Justice Minister rebuts probe criticsUnder criticism for the handling of a bribery investigation of former Prime Minister Han Myeong-sook, Justice Minister Lee Kwi-nam defended his turf yesterday.
Standing before legislators at a question session at the National Assembly, Lee was grilled about prosecutors’ decision to open a second corruption probe the day before Han’s sentencing was scheduled to be announced last Friday.
Critics, mostly opposition lawmakers, said prosecutors resorted to the move because they knew the evidence against Han in the original case was weak.
Lee acknowledged that starting a second investigation while a defendant is on trial was problematic, but said in Han’s case they had good reason. “By definition, an additional probe usually refers to a situation in which prosecutors actively seek other charges because the previous charge couldn’t be proven,” Lee said, “In this case, prosecutors merely tried to find out more about what a person involved in our investigation had to say.”
Han was initially accused of receiving $50,000 from Kwak Young-wook, former head of Korea Express, in exchange for helping him find a job.

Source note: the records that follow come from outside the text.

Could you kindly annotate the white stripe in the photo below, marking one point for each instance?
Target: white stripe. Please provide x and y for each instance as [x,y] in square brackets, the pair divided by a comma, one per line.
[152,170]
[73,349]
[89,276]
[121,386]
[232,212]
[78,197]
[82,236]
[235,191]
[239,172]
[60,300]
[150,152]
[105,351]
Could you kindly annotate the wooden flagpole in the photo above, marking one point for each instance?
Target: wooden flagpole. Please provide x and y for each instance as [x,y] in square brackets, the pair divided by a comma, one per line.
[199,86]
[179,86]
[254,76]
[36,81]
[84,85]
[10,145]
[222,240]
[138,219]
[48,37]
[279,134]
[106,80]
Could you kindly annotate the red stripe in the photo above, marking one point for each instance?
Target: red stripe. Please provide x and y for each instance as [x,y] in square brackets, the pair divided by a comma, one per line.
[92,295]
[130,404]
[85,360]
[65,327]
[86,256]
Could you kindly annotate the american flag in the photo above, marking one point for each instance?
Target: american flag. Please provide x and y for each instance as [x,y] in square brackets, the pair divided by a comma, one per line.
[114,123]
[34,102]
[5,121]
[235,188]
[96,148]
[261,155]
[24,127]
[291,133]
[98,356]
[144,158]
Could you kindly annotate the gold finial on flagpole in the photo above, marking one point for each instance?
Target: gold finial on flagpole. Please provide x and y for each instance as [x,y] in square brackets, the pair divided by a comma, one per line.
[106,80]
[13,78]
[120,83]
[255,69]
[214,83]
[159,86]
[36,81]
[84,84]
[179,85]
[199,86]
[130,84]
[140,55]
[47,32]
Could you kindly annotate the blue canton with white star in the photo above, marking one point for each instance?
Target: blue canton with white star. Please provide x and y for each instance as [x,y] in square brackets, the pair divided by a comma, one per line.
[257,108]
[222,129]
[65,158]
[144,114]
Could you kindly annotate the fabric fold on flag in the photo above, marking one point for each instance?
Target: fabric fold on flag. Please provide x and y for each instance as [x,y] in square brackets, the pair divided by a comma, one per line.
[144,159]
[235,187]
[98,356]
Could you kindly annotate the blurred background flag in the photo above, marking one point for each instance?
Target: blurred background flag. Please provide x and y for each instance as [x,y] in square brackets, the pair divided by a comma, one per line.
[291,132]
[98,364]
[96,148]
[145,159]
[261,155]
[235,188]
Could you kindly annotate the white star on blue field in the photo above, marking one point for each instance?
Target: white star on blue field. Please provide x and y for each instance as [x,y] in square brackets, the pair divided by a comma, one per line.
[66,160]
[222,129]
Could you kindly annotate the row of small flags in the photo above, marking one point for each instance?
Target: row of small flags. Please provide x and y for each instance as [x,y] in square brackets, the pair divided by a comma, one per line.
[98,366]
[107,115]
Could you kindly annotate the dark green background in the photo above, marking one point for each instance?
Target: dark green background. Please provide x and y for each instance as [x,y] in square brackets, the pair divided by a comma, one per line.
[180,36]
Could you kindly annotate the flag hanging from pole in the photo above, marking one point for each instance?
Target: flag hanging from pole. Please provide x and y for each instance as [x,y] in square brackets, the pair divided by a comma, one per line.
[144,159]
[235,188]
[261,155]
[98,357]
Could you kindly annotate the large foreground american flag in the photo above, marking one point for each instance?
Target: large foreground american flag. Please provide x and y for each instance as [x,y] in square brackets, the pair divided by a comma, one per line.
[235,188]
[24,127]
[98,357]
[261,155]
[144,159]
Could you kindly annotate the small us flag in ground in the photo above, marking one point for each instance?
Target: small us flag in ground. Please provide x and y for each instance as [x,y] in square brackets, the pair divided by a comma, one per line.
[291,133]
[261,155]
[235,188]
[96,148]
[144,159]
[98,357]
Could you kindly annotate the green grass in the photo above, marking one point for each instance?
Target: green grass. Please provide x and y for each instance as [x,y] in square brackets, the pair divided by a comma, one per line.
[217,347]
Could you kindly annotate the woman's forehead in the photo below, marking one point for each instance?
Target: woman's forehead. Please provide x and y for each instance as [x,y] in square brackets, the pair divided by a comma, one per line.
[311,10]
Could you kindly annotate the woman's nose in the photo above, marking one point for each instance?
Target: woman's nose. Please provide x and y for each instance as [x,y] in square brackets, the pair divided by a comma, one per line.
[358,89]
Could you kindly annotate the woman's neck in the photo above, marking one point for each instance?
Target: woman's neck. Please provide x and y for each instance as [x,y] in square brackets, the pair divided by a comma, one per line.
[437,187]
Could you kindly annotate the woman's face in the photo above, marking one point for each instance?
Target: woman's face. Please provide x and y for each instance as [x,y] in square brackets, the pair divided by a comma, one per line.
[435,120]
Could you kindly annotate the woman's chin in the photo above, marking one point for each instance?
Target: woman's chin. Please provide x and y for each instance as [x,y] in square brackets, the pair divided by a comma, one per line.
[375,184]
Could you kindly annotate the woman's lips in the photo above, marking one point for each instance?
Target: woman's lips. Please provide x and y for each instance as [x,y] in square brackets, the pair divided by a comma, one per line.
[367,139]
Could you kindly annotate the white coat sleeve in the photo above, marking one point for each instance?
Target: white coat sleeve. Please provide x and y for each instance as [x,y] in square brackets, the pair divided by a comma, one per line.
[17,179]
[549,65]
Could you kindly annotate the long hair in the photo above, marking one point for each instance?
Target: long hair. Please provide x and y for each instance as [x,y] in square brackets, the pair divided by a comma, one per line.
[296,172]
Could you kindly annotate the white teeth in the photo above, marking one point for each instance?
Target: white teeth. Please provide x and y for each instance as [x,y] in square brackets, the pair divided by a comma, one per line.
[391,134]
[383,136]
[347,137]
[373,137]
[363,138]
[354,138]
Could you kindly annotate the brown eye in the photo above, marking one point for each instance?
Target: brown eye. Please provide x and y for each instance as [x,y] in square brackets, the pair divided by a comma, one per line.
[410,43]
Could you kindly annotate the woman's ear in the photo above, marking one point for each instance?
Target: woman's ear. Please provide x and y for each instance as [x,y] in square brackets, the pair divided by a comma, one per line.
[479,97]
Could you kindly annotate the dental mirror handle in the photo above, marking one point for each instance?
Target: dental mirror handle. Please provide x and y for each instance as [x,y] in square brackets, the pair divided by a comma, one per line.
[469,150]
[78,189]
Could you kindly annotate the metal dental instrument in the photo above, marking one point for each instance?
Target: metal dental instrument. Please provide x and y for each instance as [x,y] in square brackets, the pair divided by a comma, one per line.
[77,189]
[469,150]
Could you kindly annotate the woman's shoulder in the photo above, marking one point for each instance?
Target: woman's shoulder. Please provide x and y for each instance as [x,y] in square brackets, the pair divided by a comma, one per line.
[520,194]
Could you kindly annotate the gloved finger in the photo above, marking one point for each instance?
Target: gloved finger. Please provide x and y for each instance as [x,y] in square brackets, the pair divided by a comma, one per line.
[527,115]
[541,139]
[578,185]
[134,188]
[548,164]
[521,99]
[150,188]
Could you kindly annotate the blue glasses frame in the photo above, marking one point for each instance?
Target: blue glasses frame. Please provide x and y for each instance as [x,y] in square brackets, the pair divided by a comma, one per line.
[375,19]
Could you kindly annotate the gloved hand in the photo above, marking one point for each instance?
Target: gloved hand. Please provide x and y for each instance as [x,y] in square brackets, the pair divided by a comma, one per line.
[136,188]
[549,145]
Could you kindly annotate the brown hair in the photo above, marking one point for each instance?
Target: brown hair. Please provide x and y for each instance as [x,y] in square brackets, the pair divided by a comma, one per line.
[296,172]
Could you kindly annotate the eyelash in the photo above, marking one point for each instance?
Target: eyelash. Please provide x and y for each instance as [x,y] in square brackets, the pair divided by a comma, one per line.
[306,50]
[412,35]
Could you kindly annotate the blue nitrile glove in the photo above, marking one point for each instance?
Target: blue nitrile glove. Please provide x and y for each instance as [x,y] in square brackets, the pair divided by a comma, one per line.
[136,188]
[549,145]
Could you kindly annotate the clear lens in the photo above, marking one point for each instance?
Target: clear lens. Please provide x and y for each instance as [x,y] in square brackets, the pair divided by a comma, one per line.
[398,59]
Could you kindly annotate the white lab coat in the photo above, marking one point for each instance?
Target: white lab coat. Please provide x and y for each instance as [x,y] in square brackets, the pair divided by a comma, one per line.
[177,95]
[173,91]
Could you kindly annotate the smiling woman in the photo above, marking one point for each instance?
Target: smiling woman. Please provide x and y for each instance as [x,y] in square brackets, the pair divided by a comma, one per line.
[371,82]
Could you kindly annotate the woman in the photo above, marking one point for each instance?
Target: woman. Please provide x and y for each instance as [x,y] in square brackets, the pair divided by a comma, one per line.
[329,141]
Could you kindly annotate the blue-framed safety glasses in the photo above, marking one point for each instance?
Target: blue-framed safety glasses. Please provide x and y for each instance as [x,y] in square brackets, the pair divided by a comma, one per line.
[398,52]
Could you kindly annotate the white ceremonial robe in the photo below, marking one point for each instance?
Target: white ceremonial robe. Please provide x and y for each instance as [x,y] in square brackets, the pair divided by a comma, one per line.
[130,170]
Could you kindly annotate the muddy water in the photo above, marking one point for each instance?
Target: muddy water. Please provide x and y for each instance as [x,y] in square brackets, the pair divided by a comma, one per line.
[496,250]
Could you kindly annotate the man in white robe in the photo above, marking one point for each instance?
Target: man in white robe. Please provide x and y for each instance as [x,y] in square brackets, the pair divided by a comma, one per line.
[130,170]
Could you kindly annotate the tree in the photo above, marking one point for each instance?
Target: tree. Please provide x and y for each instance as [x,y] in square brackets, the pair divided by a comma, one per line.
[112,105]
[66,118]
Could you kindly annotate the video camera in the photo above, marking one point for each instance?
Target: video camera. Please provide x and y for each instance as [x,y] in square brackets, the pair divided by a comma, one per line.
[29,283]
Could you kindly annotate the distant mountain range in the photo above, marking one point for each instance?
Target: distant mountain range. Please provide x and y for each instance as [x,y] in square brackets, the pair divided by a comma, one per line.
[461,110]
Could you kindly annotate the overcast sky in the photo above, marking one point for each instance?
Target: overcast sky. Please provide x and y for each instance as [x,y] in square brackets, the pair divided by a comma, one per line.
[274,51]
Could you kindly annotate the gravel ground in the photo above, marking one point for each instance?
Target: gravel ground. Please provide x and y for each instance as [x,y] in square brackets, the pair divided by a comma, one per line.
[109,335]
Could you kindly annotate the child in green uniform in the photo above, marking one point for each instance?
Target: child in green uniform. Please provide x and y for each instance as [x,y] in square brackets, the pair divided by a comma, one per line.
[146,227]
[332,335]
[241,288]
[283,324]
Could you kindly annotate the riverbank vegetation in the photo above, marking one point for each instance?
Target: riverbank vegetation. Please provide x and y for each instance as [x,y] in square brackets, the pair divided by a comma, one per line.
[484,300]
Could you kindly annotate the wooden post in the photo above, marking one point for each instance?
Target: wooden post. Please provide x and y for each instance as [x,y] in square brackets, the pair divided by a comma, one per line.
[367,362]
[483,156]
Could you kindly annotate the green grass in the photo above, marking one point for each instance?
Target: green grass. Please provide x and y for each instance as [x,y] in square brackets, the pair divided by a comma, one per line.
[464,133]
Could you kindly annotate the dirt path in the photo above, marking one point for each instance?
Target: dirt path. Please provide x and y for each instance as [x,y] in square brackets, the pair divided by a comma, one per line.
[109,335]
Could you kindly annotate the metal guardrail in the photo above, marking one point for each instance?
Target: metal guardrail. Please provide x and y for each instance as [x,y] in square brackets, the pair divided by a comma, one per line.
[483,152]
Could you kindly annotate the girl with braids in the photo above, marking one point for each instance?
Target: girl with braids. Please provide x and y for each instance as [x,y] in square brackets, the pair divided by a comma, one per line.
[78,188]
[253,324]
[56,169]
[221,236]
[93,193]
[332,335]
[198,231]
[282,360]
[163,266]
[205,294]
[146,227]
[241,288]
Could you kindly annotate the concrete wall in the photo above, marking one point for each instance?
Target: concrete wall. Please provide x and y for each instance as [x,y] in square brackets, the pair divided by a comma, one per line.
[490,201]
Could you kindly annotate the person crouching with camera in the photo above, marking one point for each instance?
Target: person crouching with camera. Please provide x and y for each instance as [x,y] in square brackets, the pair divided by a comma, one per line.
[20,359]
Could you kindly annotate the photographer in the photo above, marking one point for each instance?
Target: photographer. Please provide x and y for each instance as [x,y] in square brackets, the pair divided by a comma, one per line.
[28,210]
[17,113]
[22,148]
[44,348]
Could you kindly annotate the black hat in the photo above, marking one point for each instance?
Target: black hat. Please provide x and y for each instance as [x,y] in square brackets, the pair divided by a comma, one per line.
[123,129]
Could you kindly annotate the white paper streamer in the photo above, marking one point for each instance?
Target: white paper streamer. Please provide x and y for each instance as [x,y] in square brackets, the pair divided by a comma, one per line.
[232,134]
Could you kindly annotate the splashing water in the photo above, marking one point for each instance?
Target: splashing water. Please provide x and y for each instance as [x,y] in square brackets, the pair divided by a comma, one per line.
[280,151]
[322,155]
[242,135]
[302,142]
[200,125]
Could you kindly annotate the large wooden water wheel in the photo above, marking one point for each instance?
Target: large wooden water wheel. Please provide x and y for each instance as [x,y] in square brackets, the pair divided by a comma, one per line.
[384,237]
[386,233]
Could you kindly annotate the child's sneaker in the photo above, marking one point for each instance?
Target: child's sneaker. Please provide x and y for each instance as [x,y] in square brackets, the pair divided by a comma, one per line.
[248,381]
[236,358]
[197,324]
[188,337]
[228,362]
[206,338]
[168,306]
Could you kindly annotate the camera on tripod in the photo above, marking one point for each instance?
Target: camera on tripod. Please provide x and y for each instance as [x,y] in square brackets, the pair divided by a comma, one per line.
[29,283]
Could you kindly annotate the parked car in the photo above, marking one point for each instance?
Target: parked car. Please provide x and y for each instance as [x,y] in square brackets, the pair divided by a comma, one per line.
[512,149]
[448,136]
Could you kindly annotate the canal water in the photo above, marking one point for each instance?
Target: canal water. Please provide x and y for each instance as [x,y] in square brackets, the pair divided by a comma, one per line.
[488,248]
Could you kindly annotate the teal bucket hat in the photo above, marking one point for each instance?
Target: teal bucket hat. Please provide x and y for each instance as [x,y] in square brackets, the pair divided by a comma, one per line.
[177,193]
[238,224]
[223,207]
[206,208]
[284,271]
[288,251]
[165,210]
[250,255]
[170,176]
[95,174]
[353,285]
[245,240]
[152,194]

But last Thursday, prosecutors raided a construction company’s office on the suspicion that Han received about 900 million won ($809,000) from the president of that company in an illegal political donation.
Han was acquitted in the first trial. The Seoul Central District Court ruled that prosecutors had no proof of the charges against her other than questionable testimony.
Lee also said he would not delay the second investigation for political reasons. Han is running for Seoul mayor in the June 2 local elections.
Kim Choon-jin of the opposition Democratic Party said Han’s acquittal proved the investigation had been politically motivated. Kim pressed Lee Kwi-nam to resign along with Prosecutor General Kim Joon-gyu.
Lee said he would “take responsibility if there’s something to take responsibility for” but noted that prosecutors are now preparing to appeal the acquittal and thus this wasn’t the appropriate time.
A senior member of the ruling Grand National Party also questioned prosecutors’ decision to open the new probe. In a radio interview, Hong Joon-pyo, a former prosecutor, said it was “not right” for prosecutors to start a new investigation before sentencing. “It is absolutely inappropriate for prosecutors to seek a charge just because the first charge was heading to acquittal,” he said. “And it’s a disgrace that prosecutors were so loose and slack in their investigation of a former prime minister. Each and every prosecutor should be ashamed.”